What had been a gleam in her eyes became a bright and shining light. "By recruiting young workers to go into the South to start what I have called 'citizenship classes.' It is a terrible commentary on our country that such large numbers of its people should need such instruction, but—there it is." She was, thought David, Facing Facts Bravely. "When the present situation in the South is abolished and all our citizens are granted their rights, they must be prepared to use their powers in the most constructive fashion possible. In other words, they must be armed against corrupt political pressures from the outside."

David started to speak, caught a silencing flick of a finger from Klein.

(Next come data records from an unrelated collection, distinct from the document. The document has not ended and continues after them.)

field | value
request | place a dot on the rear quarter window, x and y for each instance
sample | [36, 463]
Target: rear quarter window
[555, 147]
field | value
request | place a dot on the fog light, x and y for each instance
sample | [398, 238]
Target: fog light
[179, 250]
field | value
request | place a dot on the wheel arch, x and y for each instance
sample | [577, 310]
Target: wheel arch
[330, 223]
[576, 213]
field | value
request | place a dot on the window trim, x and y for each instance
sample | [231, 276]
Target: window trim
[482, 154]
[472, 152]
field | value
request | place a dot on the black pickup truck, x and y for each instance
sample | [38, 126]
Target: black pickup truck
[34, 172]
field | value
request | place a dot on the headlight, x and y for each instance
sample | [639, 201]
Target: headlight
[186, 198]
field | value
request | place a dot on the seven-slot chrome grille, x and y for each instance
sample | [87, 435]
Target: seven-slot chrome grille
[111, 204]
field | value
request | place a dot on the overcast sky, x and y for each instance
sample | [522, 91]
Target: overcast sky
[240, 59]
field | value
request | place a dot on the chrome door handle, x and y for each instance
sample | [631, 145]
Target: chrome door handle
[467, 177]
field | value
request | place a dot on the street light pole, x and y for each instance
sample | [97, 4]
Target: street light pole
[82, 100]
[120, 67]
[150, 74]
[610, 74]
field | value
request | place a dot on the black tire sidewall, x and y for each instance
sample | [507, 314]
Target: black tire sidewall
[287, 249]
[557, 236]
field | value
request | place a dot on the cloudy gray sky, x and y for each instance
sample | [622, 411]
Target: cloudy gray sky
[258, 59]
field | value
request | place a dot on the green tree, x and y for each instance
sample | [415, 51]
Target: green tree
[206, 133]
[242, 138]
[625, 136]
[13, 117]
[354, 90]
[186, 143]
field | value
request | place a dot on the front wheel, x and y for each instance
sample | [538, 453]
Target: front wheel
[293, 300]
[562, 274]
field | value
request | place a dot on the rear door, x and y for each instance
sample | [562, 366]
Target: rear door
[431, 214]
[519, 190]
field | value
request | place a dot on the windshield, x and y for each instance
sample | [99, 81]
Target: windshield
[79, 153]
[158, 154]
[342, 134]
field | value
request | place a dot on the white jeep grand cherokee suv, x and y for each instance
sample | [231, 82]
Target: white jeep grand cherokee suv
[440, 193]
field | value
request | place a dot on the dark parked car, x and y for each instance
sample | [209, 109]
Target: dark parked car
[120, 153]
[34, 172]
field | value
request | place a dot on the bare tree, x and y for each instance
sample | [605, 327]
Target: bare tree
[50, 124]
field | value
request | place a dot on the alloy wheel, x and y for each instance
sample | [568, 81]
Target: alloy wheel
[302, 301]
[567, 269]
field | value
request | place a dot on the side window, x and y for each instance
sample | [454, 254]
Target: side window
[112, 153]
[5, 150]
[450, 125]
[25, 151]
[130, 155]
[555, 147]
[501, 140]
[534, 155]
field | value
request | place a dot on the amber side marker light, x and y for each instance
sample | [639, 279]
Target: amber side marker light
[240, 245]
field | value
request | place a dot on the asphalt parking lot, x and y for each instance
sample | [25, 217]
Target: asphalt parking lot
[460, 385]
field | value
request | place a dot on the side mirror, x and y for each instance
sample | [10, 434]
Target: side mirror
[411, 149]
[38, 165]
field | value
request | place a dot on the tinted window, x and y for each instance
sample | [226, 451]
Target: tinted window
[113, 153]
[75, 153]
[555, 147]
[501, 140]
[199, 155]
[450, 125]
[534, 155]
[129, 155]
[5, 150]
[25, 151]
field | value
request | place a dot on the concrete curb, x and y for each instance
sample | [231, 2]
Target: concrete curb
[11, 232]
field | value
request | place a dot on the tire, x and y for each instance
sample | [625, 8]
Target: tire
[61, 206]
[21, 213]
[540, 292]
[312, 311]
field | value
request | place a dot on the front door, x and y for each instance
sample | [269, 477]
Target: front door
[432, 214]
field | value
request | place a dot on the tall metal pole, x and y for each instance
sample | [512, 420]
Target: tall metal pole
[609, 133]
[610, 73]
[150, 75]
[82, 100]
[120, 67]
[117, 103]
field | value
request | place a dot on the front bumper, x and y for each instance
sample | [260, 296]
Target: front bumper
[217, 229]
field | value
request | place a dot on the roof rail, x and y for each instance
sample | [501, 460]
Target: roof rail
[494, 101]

Mrs. Hubbard continued, head bobbing vigorously to emphasize her points: "My thought is that we could set up a separate division of the League under strong leadership. Send the workers everywhere, into the cities and the small towns and the rural areas, to organize these study groups. I've given the matter a great deal of thought. We could call such a movement the Citizens' Army for Political Enlightenment. CAPE."

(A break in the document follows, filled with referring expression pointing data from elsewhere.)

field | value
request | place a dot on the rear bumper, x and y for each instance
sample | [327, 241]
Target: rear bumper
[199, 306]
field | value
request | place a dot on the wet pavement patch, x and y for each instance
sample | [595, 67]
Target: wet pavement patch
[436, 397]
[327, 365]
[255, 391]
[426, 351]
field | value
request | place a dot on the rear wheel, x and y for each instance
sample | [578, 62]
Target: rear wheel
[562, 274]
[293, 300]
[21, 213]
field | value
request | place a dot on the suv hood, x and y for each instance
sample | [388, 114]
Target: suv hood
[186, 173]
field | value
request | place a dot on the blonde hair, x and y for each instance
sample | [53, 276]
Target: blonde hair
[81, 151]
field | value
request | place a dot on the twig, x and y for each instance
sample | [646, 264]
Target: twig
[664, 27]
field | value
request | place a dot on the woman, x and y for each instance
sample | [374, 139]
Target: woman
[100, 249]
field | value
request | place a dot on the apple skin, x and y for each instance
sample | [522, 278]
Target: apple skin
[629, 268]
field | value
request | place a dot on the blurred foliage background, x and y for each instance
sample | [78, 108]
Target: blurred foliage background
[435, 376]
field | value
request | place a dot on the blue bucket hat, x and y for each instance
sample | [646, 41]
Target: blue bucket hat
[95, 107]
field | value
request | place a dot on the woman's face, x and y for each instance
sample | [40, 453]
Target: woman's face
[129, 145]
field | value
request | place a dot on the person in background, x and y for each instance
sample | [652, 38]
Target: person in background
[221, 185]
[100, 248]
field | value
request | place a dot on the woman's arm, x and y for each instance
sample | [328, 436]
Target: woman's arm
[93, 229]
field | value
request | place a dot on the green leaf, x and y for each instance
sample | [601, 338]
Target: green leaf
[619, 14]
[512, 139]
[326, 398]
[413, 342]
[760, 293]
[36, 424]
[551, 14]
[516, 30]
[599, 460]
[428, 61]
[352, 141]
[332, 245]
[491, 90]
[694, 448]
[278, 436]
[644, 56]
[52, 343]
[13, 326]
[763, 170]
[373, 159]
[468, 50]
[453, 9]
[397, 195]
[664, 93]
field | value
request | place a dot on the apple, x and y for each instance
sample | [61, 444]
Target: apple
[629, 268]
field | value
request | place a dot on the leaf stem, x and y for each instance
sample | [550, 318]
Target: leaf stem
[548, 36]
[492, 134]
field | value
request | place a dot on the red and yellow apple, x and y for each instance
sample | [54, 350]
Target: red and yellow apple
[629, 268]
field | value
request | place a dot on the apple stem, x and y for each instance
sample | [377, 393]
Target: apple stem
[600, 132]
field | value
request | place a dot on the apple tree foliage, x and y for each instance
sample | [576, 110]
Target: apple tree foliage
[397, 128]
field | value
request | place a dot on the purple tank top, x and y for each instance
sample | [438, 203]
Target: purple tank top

Dear God! thought David; she must have lain awake nights for a month to think that one up. It was so far removed from reality that it silenced him completely.

Isaiah was not so easily made speechless. He removed the unlighted cigar from his mouth and inspected it carefully. "You fixing to get a lot of people killed, Miz Hubbard," he said.

"You're understandably pessimistic, Mr. Watkins. But I believe we could enlist the help of our government in such a movement." She made it "Our Government," and David heard Klein make a low, involuntary sound of protest.

"You don't agree?" Mrs. Hubbard's bright eyes pinned Klein down.

"I agree absolutely that the need for such education exists, Mrs. Hubbard. But inasmuch as we are currently having trouble persuading the administration to take a moral stand on the desegregation of secondary schools, don't you think it's a bit overly sanguine to expect help on a project such as you suggest? I think it would be well to wait for a change in political climate."

Mrs. Hubbard's political toes had been stepped on, and the pain showed in her face. "The administration is taking a firm —a
very
firm—stand in support of the Supreme Court. Really, Joe Klein—"

"Mrs. Hubbard." David did not look at Klein because this time he did not want to be silenced. He spoke slowly and distinctly, feeling that he was trying to put over an abstract philosophical argument to a child. "In the South the Negro is expendable. He is as expendable as a possum in the woods or a nice fat catfish in the river. And he shares a common peril with them—it's always open season. In short, Negroes would be murdered in large numbers if they encouraged or engaged in such activities. Have you ever been in a community during a rabid dog scare? Every loyal, trusted pet becomes suspect.

If such a movement started openly in the South, not only would Negroes be murdered in cold blood, but those who survived would be bombed, beaten, jailed, deprived of their jobs, their credit cut off, and their welfare funds withdrawn. Whether they were participants or nonparticipants."

"Surely not!"

"Surely yes."

Isaiah broke in. "David, you saying 'the Negro would be
—if.'
What you talking -bout, man! It don't take any big movement for them things to happen."

"It seems incredible," said Mrs. Hubbard. Her lips set in a determined line. "It only serves to make the fight that much more challenging."

"When has it ever seemed far short of impossible?" asked Klein gently.

"All I'm trying to do, Joe," said David, "is point out to Mrs. Hubbard that human life, if it happens to exist inside a black skin, comes cheap in the South. Except, of course, to the owner of the black skin. He sort of wants to keep on living. Sometimes a fellow wonders why."

"Hope," said Mrs. Hubbard brightly. And, undaunted, "Faith."

"I'll grant you the faith, Mrs. Hubbard. Not the hope. But the faith the average southern Negro has—except the younger generation—is not a faith that freedom will come to him in any future that he can foresee, in which he will live to participate. His faith is in the future of another world, after death. What we must try and do is build a new kind of faith on a concept of more immediate freedom, an 'in-this-lifetime' concept of freedom."